Do the best you can to keep in touch with Cheryl, but know that you will eventually lose her completely.

On the other hand, last year I re-established contact with my best friend from 3rd-5th grade through Facebook. The world is becoming much smaller, and with effort I dont see any reason why friendships have to vanish entirely.

threnodyangelfire
08-06-2007, 08:07 PM
So she's moved away, like others have said, we're living in the age of communication -there's phone, text, email, instant messenger, facebook, myspace and a bunch of otherways to keep in touch.

TDN, I seriously thought that you had had someone really close to you die, but she's only moved away. I realise this is a big thing for you, but is it really the be all and end all of your friendship if you have to resort to other ways of communication? And like others have said, it means that you can anticipate visiting each other!

cerberus
08-06-2007, 08:17 PM
:D

What's with the 16 month gestation thing? Wouldn't her OB/GYN induce labor round about the 10th month?

Scylla
08-06-2007, 09:45 PM
I sense that you loved her secretly from a distance and it was always an unrequited love, but that you sensed something from her as well.
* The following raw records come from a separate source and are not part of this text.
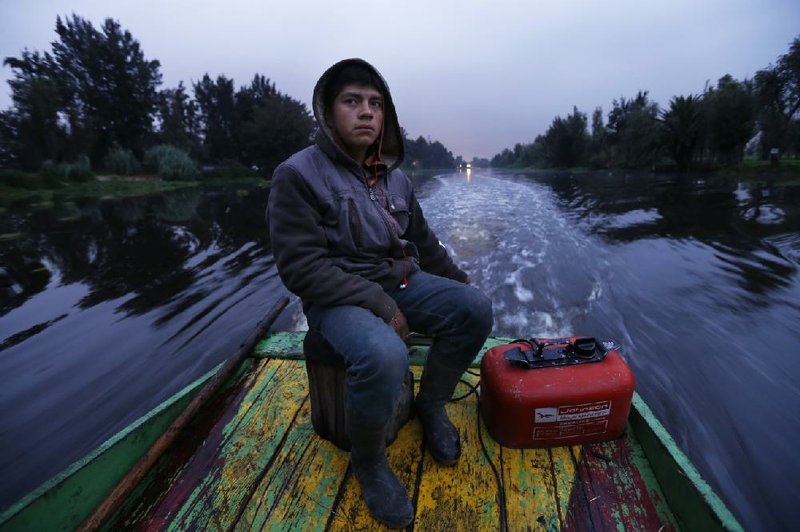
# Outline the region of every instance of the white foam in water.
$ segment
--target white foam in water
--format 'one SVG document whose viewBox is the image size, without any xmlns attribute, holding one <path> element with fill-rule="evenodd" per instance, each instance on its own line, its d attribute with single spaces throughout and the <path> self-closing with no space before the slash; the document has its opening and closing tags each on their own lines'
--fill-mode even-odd
<svg viewBox="0 0 800 532">
<path fill-rule="evenodd" d="M 553 336 L 602 297 L 598 249 L 576 232 L 549 188 L 476 171 L 419 186 L 428 223 L 473 284 L 491 298 L 494 334 Z M 428 188 L 432 189 L 426 194 Z"/>
</svg>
I also sense that when you were gaming your characters had an affair.

Siam Sam
08-06-2007, 09:51 PM
Please to be remembering the H (http://www.carnegielibrary.org/exhibit/hname12.html). Thank you.
Indeed. Pittsburgh is in Pennsylvania, but Pittsburg is in Kansas.

bbs2k
08-06-2007, 09:55 PM
Most misleading thread title, EVAH!

At least you guys can still game together. And what's worse than an excuse to travel?

Triskadecamus
08-06-2007, 10:00 PM
Please to be remembering the H (http://www.carnegielibrary.org/exhibit/hname12.html). Thank you.Well, for me, getting the H out of Pittsburgh is pretty much a reflex.

Tris

initech
08-06-2007, 10:29 PM
Indeed. Pittsburgh is in Pennsylvania, but Pittsburg is in Kansas.

And California. and Texas.

And New Hampshire, Oklahoma, Arkansas, Alabama, Colorado, Florida...

elbows
08-06-2007, 11:15 PM
My best friend moved thousands of miles away to SE Asia, that was twenty years ago. I've visited several times and I miss her at times terribly.

But as long as she draws breath somewhere on this earth we will always be best friends.

Yeah things will change but she's still right there. Some friendships are very special, rare, and unique things. My experience tells me those ones seem to survive intact regardless of the distance. Perhaps even *shudder* Pittsburgh!